Seventeen thousand miles and seven-and-a-half years into his journey of a lifetime, with another 19,000 miles and four years to go, an obscure Russian court above the Arctic Circle ruled that the former paratrooper was guilty of breaking border rules and should be deported. A deflated Mr Bushby is expected to be flown to Alaska within days with a stamp in his passport saying he will not be allowed to return to Russia for at least five years.
He has vowed to appeal but, barring a surprise, it seems that his extraordinary overland journey is at an end before he has even reached the halfway point.
The divorced father has struggled through Panamian swamps, weathered snowstorms in Alaska, and evaded Colombian guerrillas but, prosaically, it looks like his failure to get his passport stamped will have been his undoing.
The 37-year-old adventurer ran into trouble after crossing the Bering Strait, the 58-mile ice bridge which links Alaska to Russia. Earlier this month, he made the perilous crossing with Dmitri Kieffer, an American citizen. Both had Russian visas, but did not enter the country through an official point of entry because of their unorthodox method of arrival and, as a result, did not get the requisite stamps in their passports. To compound Russian suspicions, Mr Bushby was carrying a GPS locator device and a Colt Magnum .44 pistol, apparently to protect himself from polar bears.

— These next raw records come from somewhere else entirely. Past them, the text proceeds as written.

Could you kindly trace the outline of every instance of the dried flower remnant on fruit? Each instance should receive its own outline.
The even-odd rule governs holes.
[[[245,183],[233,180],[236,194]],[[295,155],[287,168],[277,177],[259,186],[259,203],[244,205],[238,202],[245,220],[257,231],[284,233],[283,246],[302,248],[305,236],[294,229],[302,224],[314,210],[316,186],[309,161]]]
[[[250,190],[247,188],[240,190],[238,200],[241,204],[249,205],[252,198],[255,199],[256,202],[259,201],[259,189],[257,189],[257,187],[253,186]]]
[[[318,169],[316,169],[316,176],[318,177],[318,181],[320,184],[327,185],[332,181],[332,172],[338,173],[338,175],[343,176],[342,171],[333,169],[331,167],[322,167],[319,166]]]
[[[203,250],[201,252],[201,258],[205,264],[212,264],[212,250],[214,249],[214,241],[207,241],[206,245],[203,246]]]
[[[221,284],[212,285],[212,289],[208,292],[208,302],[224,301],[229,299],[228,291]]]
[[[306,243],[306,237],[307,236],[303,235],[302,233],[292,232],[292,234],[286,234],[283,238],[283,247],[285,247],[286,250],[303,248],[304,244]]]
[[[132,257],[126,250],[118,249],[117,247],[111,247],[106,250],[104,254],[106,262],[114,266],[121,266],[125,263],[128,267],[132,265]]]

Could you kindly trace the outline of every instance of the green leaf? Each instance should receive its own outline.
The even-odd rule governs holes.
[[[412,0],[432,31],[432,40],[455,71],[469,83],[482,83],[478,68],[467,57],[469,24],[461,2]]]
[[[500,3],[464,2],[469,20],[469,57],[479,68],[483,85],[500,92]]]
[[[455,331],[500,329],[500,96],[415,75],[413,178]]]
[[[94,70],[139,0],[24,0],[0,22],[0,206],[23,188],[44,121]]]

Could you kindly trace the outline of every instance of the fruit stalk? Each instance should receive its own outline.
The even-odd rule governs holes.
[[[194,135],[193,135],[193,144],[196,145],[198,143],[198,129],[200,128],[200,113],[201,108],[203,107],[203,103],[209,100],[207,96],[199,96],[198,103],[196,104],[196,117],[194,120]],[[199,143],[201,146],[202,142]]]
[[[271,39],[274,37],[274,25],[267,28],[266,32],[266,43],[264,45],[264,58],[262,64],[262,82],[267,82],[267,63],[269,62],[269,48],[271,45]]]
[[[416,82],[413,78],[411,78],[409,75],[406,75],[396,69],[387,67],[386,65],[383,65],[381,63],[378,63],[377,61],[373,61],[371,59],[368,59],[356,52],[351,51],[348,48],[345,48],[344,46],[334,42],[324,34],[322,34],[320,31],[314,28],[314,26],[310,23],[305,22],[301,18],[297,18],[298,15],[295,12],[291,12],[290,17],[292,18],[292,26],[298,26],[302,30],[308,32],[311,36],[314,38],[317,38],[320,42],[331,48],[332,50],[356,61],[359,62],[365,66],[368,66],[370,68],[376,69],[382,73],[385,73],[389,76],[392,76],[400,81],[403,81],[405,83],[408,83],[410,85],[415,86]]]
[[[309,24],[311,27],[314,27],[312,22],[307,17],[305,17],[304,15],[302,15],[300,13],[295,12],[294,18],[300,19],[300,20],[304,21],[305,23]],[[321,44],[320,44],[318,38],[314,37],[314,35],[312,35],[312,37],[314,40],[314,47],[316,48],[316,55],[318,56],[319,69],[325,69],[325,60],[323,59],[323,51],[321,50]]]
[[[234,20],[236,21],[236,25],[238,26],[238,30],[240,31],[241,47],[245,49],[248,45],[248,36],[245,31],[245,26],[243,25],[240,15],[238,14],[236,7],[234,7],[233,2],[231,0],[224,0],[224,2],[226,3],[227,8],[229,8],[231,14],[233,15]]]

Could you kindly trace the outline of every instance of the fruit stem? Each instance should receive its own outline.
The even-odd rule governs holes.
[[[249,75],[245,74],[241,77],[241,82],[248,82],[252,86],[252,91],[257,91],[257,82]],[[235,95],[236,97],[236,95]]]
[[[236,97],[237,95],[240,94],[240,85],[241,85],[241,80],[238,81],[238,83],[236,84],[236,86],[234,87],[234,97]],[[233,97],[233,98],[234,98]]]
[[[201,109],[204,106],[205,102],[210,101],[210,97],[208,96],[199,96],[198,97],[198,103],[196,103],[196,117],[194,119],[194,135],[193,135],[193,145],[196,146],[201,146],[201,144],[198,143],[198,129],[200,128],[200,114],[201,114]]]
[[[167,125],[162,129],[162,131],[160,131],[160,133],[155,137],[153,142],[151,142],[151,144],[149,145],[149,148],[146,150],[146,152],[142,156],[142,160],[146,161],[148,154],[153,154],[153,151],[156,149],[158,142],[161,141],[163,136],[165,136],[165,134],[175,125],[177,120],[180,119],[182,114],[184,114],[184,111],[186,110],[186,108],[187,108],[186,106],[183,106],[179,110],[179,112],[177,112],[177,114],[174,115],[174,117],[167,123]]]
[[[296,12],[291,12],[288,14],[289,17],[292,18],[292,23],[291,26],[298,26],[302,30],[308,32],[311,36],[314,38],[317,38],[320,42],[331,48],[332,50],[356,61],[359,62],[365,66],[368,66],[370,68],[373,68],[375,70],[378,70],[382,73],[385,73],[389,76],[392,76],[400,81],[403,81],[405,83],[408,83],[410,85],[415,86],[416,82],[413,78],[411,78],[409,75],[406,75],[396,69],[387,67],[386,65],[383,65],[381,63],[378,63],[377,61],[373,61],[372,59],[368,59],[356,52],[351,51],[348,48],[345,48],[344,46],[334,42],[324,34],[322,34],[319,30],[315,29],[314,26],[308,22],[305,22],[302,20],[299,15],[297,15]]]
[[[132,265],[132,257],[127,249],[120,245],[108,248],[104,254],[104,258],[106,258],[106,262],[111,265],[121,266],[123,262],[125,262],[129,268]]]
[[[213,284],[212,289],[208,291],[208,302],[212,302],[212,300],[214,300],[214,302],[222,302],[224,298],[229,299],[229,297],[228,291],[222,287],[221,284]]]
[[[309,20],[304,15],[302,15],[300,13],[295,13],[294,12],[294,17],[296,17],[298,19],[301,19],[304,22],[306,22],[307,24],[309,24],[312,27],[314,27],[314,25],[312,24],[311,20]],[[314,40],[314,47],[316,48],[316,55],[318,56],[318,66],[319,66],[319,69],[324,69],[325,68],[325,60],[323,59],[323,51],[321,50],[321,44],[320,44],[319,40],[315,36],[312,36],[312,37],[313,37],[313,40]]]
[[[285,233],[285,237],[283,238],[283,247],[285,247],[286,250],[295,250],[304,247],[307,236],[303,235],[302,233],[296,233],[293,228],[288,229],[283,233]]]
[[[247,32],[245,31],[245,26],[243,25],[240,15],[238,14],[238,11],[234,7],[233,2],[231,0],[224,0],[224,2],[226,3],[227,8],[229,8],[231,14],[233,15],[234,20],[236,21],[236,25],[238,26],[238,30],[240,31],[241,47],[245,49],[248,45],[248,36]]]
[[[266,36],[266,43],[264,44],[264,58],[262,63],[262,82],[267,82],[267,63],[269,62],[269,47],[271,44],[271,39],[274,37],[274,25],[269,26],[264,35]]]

Nor had the two men warned Russian officialdom in advance that they were coming across the Bering Strait, a feat accomplished by only an elite club of Arctic explorers.
Coming three months after an embarrassing Cold War-style spy scandal surrounding the British Embassy in Moscow, the Russian authorities were quick to take a dim view of Mr Bushby's "incursion". The fact that, in Soviet times, the remote Arctic area was allegedly bristling with sensitive military hardware is likely to have further stoked suspicions.
The Cold War may have thawed but, to this day, visitors to the far eastern Chukotka province are required to get special permission from the local authorities on top of a visa to enter the area. It is not clear whether Mr Bushby had such permission.
By a bizarre twist of fate, the governor of Chukotka is none other than Roman Abramovich, the billionaire owner of Chelsea F.C. Indeed Mr Bushby's father, Keith Bushby, had hoped that the rich and powerful Russian might be able to pull a few strings to allow his son to carry on his way.
But The Independent has learnt that, even though he would like to help, Mr Abramovich feels he is powerless as the matter is strictly the preserve of the FSB security service.
"It's a federal matter," said a source close to the situation. "It's like asking Ken Livingstone to change national laws in the UK. It's just not possible."
Keith Bushby says his son's morale is low and that though it hasn't sunk in, he knows he has suffered "one hell of a setback". "He can't imagine that his expedition is finished ... because he couldn't get a stamp in his visa," he said in a phone interview from his home in Hereford.
Mr Bushby Jnr set out from the southern tip of Chile in 1998, and has already walked the length of South and North America, and somehow found time to release a book called Giant Steps about his journey. His plan was to trek across Asia and Europe, walking back through the Channel Tunnel to the UK and his home in Yorkshire in 2009.